LA VITA IN UNA LACRIMA

da | Ago 4, 2025 | BLOG

LA VITA IN UNA LACRIMA

da | Ago 4, 2025 | BLOG

Riflettiamo: che cosa sono per noi le lacrime? Nel sentire comune, sono molteplici i significati che gli si possono conferire: quello più scontato, forse banale e anche un pò materialistico, le lacrime sono un secreto biologico degli occhi che esprime una normale o patologica reazione ad una irritazione di varia origine. Il significato invece, più legato alla nostra sensibilità, è la componente fisiologica di una emozione intensa sia essa di gioia che di dolore. Infatti, una barzelletta ben raccontata o un lutto grave conducono alla stessa reazione di pianto.

L’ultimo è quello psicologico che comprende il pianto di rabbia e di impotenza di fronte ad una sollecitazione a cui non si riesce a fare fronte. Quindi sono innumerevoli gli eventi emotivamente pregnanti che ci conducono ad avere le guance rigate di lacrime.

A questo punto cosa possiamo dire di nuovo sulle lacrime, o addirittura di una singola, lacrima? L’analisi fattuale ci dice che ogni singola lacrima, lungi dall’essere una goccia di liquido salino e incolore, racchiude fatti, emozioni, eventi che con certezza si sono impressi in maniera, talvolta indelebile, nella nostra memoria. Ogni lacrima diventa allora il backup di una storia, bella o brutta che sia, e che costituisce l’intero film della nostra vita. Al suo interno si sciolgono passioni, dolori, delusioni, aspettative, gioie intense che talvolta, nel rieditarsi grazie alla memoria, generano l’originaria reazione emozionale e sentimentale: il pianto.

Nell’approfondire questo significato appena abbozzato, domandiamoci: noi personalmente che valore diamo alle nostre lacrime e a quelle delle persone che condividono con noi momenti forti della vita? Abbiamo la sensibilità di soffermarci tentando di entrare nel loro intimo con cuore disponibile a condividere e a comprendere? Purtroppo, non sempre si trova questa sensibilità. Basti ricordare la becera pedagogia di un tempo, per fortuna passata, in cui i genitori dicevano ai figli anche in malo modo: “Non devi piangere”. Oppure privilegiando il figlio maschio di una certa anti-pedagogia inveivano dicendo: “I maschi non piangono!”.

Dobbiamo ammettere che talvolta in maniera incolpevole di fronte alla sofferenza di chi si dibatte in una malattia (o in qualunque forma di dolore) e condivide i suoi patemi anche con l’intimità delle lacrime, più facilmente (pensando di fare bene) si cerca di minimizzare con facili inviti ad un ottimismo disconnesso con la gravità della situazione. Io penso che questa reazione di fronte al dolore di chi si ama non sia frutto di insensibilità, anzi forse sono proprio quelle lacrime che ci mettono in difficoltà rendendo insopportabile accoglierle. Il segno più credibile che si è compreso il dramma della persona sofferente, qualunque sia ragione, potrebbe essere un semplice abbraccio, caldo e silenzioso. Poche parole che possono permettere alle lacrime di entrate in sintonia e di parlarsi.

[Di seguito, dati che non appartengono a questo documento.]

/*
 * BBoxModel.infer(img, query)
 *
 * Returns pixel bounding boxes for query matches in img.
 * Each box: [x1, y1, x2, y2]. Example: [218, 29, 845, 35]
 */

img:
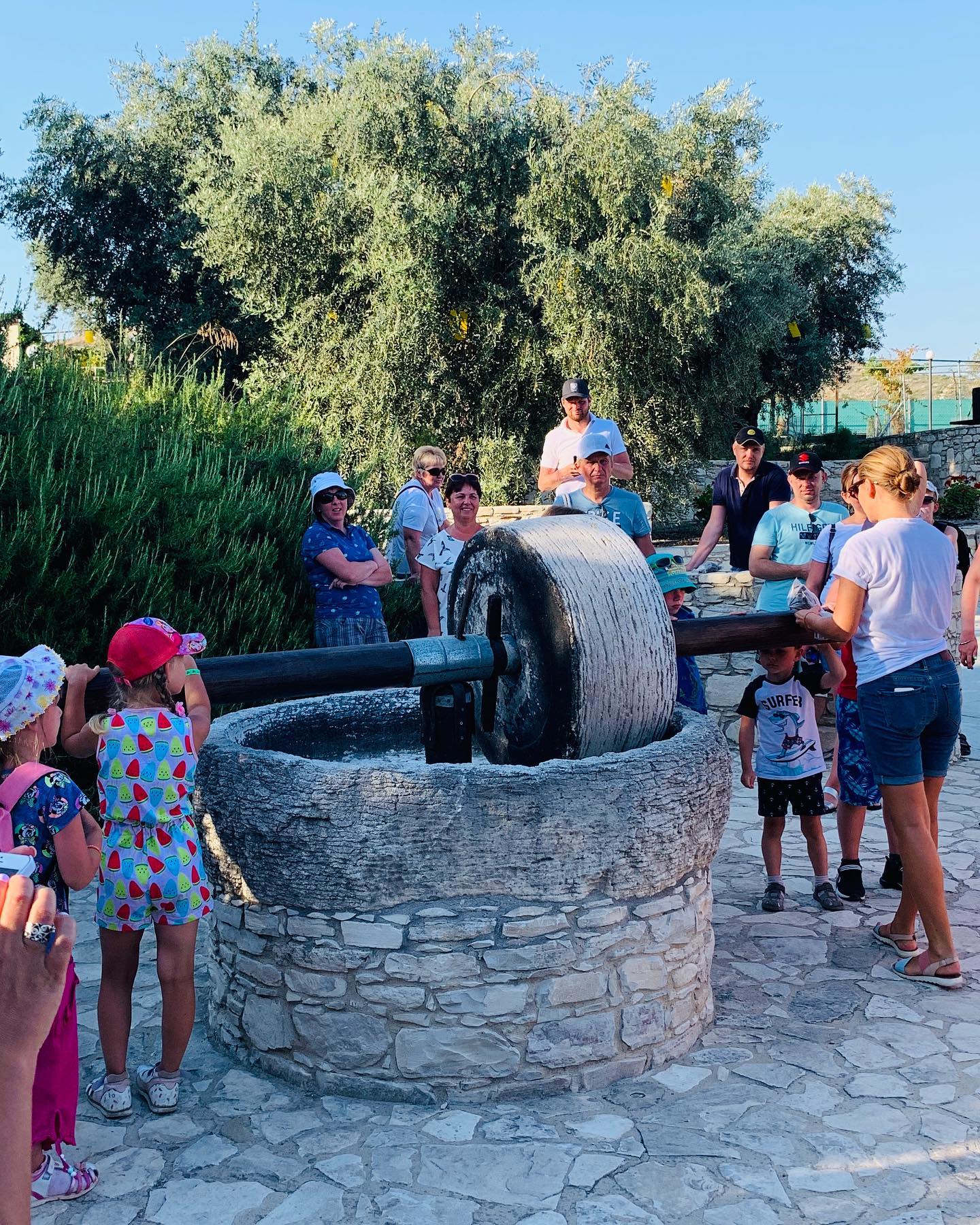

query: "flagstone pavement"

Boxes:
[33, 674, 980, 1225]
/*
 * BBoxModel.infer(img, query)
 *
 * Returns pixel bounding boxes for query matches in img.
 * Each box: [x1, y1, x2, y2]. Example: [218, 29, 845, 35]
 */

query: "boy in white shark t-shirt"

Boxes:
[738, 644, 844, 910]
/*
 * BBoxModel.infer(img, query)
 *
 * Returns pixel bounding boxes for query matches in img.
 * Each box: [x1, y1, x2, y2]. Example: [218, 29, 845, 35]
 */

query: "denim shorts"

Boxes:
[858, 651, 960, 787]
[836, 693, 881, 808]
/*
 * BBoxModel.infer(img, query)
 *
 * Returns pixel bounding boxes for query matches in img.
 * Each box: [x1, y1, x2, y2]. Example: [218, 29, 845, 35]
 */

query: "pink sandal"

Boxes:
[31, 1149, 99, 1203]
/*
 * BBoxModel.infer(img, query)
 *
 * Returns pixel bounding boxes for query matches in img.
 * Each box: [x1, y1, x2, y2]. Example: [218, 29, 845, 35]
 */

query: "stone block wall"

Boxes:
[208, 870, 714, 1102]
[876, 425, 980, 493]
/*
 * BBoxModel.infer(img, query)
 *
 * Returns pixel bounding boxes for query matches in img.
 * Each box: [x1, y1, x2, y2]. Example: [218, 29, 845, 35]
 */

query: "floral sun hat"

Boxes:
[0, 646, 65, 740]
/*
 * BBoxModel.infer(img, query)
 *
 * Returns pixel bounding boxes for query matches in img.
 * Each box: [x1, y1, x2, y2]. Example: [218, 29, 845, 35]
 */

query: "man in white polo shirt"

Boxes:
[538, 378, 634, 493]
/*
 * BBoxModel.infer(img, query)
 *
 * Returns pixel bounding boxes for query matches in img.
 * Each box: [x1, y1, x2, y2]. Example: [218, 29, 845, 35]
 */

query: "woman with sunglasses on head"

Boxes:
[303, 472, 391, 647]
[387, 447, 446, 583]
[796, 446, 963, 989]
[419, 472, 483, 638]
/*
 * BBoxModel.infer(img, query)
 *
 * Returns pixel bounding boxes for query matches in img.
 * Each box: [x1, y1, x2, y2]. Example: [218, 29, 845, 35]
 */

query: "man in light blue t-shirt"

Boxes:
[749, 451, 848, 612]
[555, 430, 655, 557]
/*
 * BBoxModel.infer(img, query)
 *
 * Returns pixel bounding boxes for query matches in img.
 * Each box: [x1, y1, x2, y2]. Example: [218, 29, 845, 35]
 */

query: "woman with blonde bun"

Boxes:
[796, 446, 963, 989]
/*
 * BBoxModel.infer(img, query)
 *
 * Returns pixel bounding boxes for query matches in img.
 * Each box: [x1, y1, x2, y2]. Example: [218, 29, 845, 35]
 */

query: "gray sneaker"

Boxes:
[762, 882, 787, 914]
[136, 1063, 180, 1115]
[813, 881, 844, 910]
[84, 1075, 132, 1118]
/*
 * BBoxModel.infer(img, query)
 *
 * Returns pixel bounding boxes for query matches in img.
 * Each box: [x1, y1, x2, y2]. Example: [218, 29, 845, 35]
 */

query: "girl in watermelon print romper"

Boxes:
[63, 617, 212, 1118]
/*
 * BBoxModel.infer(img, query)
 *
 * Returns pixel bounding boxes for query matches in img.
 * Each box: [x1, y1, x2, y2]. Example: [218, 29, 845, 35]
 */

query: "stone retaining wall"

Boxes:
[876, 425, 980, 493]
[208, 870, 714, 1102]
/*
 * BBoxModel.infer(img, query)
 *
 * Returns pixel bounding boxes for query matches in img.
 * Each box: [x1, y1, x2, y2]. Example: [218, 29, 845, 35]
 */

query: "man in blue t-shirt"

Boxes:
[749, 451, 848, 612]
[687, 425, 793, 570]
[555, 430, 655, 557]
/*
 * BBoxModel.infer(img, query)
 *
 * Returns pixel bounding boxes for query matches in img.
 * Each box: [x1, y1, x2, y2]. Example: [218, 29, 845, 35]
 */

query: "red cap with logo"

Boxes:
[107, 616, 207, 681]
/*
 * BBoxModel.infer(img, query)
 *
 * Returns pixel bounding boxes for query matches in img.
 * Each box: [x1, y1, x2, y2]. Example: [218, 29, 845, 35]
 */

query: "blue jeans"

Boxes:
[858, 652, 960, 787]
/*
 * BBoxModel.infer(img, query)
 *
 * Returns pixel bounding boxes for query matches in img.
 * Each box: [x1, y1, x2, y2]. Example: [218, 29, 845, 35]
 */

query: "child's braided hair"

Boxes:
[107, 664, 176, 710]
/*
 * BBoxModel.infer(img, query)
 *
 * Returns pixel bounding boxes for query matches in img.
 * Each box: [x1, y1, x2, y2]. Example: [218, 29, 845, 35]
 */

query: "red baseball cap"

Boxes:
[107, 616, 207, 681]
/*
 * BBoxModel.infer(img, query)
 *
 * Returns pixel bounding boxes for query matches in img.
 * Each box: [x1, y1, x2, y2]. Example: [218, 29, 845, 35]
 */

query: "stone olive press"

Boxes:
[187, 517, 802, 1102]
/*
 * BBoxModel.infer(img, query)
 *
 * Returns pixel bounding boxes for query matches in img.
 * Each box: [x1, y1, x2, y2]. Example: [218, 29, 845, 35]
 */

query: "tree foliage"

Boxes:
[3, 23, 899, 491]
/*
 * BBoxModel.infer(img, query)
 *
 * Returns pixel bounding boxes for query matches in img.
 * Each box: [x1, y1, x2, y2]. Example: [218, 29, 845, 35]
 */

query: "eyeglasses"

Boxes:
[446, 472, 480, 496]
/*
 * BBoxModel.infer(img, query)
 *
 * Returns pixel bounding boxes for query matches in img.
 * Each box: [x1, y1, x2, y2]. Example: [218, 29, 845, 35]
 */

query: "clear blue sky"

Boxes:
[0, 0, 980, 358]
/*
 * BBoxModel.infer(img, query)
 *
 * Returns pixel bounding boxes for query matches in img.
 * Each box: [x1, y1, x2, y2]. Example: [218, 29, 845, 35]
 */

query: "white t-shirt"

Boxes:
[738, 671, 824, 781]
[387, 478, 446, 578]
[810, 523, 864, 604]
[836, 518, 957, 685]
[419, 530, 466, 634]
[542, 413, 626, 493]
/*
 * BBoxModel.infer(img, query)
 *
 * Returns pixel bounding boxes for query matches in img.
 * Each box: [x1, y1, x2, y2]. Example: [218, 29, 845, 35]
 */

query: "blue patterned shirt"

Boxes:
[303, 523, 381, 620]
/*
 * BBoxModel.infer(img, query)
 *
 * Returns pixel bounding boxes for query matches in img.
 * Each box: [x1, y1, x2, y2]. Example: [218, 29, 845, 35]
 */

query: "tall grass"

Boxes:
[0, 354, 350, 663]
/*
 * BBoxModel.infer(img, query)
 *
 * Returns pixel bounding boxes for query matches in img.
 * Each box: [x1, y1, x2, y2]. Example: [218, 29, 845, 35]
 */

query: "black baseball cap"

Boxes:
[789, 451, 823, 472]
[561, 378, 591, 399]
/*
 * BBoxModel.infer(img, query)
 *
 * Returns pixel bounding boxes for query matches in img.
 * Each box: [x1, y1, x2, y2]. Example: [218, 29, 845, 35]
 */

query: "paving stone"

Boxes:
[316, 1153, 364, 1188]
[146, 1179, 276, 1225]
[418, 1144, 577, 1208]
[423, 1110, 480, 1143]
[653, 1063, 712, 1093]
[844, 1072, 913, 1098]
[371, 1145, 415, 1187]
[732, 1063, 804, 1089]
[720, 1161, 791, 1208]
[616, 1160, 723, 1220]
[703, 1199, 779, 1225]
[565, 1115, 634, 1141]
[787, 1166, 854, 1193]
[858, 1170, 928, 1211]
[89, 1148, 164, 1199]
[834, 1102, 911, 1136]
[568, 1153, 623, 1191]
[257, 1110, 323, 1144]
[574, 1196, 663, 1225]
[262, 1179, 346, 1225]
[483, 1113, 559, 1141]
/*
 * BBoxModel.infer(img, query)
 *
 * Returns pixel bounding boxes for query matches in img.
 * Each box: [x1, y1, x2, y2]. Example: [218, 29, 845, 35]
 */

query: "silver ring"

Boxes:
[23, 922, 58, 945]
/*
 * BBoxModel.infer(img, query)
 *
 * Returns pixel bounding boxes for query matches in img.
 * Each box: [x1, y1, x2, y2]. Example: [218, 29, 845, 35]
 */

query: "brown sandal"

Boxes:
[892, 953, 963, 991]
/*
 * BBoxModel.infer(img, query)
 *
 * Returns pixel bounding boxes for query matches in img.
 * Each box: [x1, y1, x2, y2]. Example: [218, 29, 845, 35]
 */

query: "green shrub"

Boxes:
[938, 476, 980, 522]
[0, 355, 348, 663]
[692, 485, 713, 523]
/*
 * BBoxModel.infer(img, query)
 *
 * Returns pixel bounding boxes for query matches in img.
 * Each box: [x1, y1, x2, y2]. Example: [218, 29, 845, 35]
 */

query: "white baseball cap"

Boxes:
[310, 472, 354, 508]
[578, 430, 612, 459]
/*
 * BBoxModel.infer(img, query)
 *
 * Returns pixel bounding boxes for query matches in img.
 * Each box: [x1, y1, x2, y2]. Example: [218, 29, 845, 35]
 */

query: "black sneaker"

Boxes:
[813, 881, 844, 910]
[836, 859, 865, 902]
[879, 855, 902, 889]
[762, 882, 787, 914]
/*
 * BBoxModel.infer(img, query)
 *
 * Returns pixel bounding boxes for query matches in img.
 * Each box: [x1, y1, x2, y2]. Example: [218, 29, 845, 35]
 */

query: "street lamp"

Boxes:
[926, 349, 936, 430]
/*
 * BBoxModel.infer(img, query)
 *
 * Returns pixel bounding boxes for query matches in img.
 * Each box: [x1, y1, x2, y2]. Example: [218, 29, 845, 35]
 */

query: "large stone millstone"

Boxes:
[448, 514, 677, 766]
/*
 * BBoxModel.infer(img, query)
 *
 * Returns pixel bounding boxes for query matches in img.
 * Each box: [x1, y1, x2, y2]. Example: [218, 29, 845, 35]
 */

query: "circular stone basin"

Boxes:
[197, 691, 732, 1101]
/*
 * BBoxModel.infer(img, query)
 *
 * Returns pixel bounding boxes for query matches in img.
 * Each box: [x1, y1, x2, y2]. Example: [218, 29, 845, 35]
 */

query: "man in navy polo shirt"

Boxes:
[687, 425, 793, 570]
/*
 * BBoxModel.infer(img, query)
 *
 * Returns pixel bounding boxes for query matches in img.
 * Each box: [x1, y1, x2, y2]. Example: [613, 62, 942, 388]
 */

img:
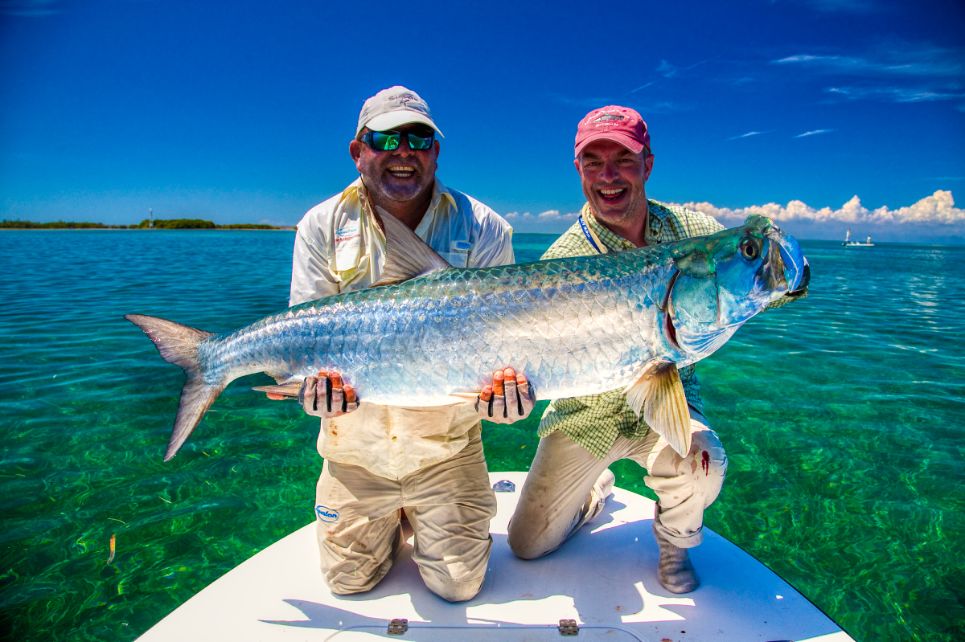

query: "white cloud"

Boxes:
[682, 190, 965, 225]
[0, 0, 60, 18]
[503, 210, 580, 227]
[657, 60, 677, 78]
[794, 129, 834, 138]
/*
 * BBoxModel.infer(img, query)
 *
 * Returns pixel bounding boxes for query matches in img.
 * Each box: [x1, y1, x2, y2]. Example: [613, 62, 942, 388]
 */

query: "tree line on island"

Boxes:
[0, 218, 286, 230]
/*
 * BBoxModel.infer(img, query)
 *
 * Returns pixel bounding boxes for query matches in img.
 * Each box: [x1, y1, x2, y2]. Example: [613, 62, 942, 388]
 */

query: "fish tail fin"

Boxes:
[124, 314, 222, 461]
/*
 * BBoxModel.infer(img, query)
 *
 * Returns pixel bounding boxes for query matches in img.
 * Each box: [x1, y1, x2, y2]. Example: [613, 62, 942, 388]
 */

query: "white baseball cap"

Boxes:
[355, 85, 442, 136]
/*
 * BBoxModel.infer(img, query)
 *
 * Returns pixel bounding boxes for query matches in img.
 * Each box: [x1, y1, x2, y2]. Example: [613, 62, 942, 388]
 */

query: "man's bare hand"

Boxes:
[267, 370, 359, 419]
[476, 368, 536, 424]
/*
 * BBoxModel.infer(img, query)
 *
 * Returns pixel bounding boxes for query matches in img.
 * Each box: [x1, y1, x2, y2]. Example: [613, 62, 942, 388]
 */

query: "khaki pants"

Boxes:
[315, 424, 496, 602]
[509, 409, 727, 559]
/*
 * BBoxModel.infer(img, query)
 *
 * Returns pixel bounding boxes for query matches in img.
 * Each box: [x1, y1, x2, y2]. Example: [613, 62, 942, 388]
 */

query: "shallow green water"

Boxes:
[0, 231, 965, 641]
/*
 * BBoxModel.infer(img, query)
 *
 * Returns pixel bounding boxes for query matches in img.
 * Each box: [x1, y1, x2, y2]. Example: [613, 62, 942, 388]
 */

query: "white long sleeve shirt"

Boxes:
[289, 179, 514, 479]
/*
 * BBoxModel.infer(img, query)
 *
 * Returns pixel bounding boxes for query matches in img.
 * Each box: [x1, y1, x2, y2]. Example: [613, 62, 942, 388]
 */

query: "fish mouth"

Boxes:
[663, 270, 683, 350]
[764, 227, 811, 300]
[784, 259, 811, 299]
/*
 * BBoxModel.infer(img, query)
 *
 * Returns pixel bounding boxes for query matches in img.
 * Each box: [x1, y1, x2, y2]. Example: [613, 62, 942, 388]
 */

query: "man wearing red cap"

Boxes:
[274, 86, 533, 601]
[509, 106, 727, 593]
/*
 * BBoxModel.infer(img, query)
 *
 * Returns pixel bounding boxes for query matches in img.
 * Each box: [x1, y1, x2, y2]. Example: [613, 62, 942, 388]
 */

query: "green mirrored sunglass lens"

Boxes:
[409, 133, 432, 150]
[369, 132, 399, 152]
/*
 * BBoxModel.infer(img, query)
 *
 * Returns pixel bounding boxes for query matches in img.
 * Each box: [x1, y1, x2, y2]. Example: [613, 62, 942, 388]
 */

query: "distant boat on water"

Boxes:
[841, 229, 875, 247]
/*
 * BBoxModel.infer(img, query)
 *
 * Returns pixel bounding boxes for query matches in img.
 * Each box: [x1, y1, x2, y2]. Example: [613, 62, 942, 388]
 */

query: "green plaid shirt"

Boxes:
[539, 200, 724, 458]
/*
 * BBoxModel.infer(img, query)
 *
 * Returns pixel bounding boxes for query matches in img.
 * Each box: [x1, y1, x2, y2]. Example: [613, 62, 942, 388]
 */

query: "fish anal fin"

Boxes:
[373, 208, 450, 286]
[624, 363, 690, 457]
[251, 379, 303, 399]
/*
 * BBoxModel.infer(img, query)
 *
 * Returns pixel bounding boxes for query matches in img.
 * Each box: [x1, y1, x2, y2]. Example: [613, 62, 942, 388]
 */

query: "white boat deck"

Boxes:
[139, 472, 853, 642]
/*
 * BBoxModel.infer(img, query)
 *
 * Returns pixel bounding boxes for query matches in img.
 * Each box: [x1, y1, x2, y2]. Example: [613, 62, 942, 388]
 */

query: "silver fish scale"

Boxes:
[199, 247, 673, 405]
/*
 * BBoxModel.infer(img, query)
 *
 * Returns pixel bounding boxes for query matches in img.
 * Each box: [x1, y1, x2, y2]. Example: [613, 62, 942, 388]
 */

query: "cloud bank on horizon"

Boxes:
[505, 190, 965, 240]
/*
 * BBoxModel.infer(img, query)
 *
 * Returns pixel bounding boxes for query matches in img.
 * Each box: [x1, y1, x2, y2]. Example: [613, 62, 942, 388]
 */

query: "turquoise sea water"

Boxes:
[0, 231, 965, 641]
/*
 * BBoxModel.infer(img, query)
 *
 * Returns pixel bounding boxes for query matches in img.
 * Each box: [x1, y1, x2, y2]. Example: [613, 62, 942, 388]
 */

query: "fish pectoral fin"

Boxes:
[624, 363, 690, 457]
[251, 380, 302, 399]
[372, 208, 450, 286]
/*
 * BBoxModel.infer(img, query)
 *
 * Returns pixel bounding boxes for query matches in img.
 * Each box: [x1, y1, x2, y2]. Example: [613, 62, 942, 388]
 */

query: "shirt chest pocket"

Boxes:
[442, 241, 472, 267]
[335, 223, 362, 278]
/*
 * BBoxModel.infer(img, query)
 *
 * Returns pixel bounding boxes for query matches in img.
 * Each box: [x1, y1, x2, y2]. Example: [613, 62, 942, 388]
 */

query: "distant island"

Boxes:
[0, 218, 294, 230]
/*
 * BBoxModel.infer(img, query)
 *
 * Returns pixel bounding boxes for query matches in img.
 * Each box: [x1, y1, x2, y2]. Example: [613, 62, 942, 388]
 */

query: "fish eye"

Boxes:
[740, 238, 761, 261]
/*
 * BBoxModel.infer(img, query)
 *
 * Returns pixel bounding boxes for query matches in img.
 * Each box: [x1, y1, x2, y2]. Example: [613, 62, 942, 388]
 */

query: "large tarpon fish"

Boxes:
[126, 216, 809, 461]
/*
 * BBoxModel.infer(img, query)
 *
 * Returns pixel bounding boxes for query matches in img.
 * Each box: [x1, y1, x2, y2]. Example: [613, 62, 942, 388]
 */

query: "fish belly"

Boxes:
[206, 264, 662, 406]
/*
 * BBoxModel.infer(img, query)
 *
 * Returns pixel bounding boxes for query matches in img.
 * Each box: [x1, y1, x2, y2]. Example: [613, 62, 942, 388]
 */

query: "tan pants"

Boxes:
[509, 409, 727, 559]
[315, 425, 496, 602]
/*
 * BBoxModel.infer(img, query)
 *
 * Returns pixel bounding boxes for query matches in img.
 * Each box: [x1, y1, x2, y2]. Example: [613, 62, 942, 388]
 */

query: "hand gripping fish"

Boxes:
[126, 216, 810, 461]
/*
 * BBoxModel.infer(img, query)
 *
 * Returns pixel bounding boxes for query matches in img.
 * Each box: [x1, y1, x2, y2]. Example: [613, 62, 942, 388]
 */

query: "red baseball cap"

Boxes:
[573, 105, 650, 157]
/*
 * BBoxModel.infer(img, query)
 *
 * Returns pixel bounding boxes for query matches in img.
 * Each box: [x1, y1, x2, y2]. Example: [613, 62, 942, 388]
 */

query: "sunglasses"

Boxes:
[362, 129, 436, 152]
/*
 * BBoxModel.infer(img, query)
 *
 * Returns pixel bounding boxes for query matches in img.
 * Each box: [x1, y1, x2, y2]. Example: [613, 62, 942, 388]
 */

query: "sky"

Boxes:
[0, 0, 965, 243]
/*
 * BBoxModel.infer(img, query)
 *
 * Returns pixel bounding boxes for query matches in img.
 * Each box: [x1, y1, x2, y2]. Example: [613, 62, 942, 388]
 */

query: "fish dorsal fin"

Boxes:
[625, 362, 690, 457]
[373, 212, 450, 285]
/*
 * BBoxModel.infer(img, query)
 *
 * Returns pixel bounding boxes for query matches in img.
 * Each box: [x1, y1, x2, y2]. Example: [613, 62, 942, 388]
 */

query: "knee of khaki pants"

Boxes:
[317, 522, 401, 595]
[420, 569, 486, 602]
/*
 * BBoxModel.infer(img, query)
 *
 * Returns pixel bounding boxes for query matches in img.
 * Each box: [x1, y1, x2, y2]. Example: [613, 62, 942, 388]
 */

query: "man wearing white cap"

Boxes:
[274, 86, 533, 601]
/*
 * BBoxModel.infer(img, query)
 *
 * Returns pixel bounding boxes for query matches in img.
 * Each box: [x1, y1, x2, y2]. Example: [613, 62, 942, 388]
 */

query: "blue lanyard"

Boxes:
[577, 214, 604, 254]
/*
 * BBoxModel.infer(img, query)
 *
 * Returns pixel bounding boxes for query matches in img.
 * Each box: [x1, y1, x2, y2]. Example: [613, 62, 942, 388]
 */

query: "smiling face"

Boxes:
[573, 140, 653, 241]
[349, 125, 439, 211]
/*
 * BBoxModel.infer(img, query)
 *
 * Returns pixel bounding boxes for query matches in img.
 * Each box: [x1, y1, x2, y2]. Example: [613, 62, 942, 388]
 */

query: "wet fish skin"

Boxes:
[127, 217, 809, 460]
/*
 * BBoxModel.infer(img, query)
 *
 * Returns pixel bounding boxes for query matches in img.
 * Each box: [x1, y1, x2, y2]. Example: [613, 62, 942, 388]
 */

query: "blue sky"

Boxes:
[0, 0, 965, 241]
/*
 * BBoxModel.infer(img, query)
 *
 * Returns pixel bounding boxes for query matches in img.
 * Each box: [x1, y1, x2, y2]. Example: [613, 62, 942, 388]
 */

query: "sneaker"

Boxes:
[653, 520, 700, 593]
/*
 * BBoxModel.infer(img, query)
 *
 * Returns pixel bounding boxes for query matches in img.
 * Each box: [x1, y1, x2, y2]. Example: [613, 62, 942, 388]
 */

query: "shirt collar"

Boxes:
[582, 199, 676, 251]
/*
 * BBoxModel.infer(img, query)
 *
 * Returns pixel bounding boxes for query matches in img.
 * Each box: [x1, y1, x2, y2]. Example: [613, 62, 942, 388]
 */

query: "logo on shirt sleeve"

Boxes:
[315, 504, 338, 523]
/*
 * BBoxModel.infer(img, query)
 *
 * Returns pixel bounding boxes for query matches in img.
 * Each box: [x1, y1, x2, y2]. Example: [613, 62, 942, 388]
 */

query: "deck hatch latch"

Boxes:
[559, 620, 580, 635]
[386, 617, 409, 635]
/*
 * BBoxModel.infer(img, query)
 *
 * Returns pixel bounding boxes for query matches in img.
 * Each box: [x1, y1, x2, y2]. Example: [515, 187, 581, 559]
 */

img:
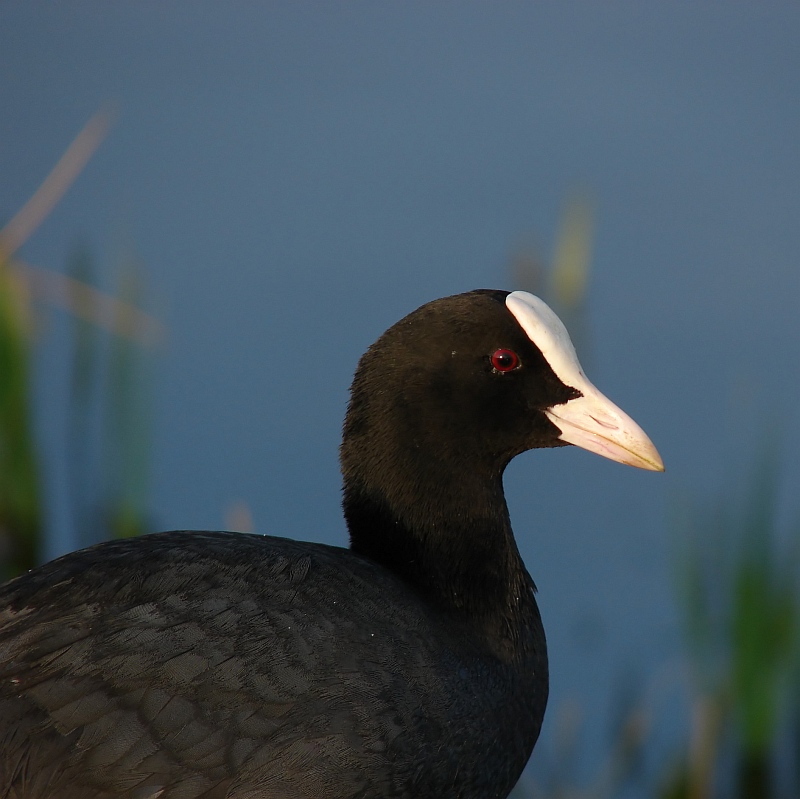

Non una volta, nella mia lunghissima professione di psicoterapeuta, mi sono trovato a trattenere a stento le lacrime di fronte ad un paziente che in maniera accorata ed emozionalmente viva, mi apriva il suo cuore mostrandolo con fiducia ed abbandono.

Saper decodificare quanto racchiuso in una lacrima è un grande dono sia per chi comprende che per chi vorrebbe essere compreso. Che meraviglia! Tutto, però, può essere raggiunto solo con una iniziale e corretta valorizzazione delle lacrime.

A questo proposito la cronaca giornalistica ci mostra, quasi quotidianamente, come gesti di crudeltà e ferocia continuano ad essere perpetrati dopo che la vittima ha certamente implorato, anche piangendo, al suo carnefice di smettere. Tutti ci chiediamo come sia possibile. Il dolore e le lacrime, che in alcuni sciolgono il cuore, in altri scatenano impulsi beluini. Mistero dell’imperfezione umana di cui si può cogliere il senso solo speculando sulla natura del bene e del male.

Concludendo possiamo dire che solo uno sguardo capace di andare oltre la scena, la cui linea di confine spesso è un semplice pianto, ci rende capaci di farsi “prossimo per qualcuno” che ha bisogno di noi, come cirenei. Attenzione però, non siamo nell’ambito della pietà, che spesso crea più un solco di divisione che vicinanza, ma siamo nella com-passione ovvero nella disponibilità piena a condividere tutto l’insieme, dalla scena fattuale della storia a quelle delle lacrime che rappresentano la cartina tornasole di quello che si muove nella mente, nel cuore e nell’anima.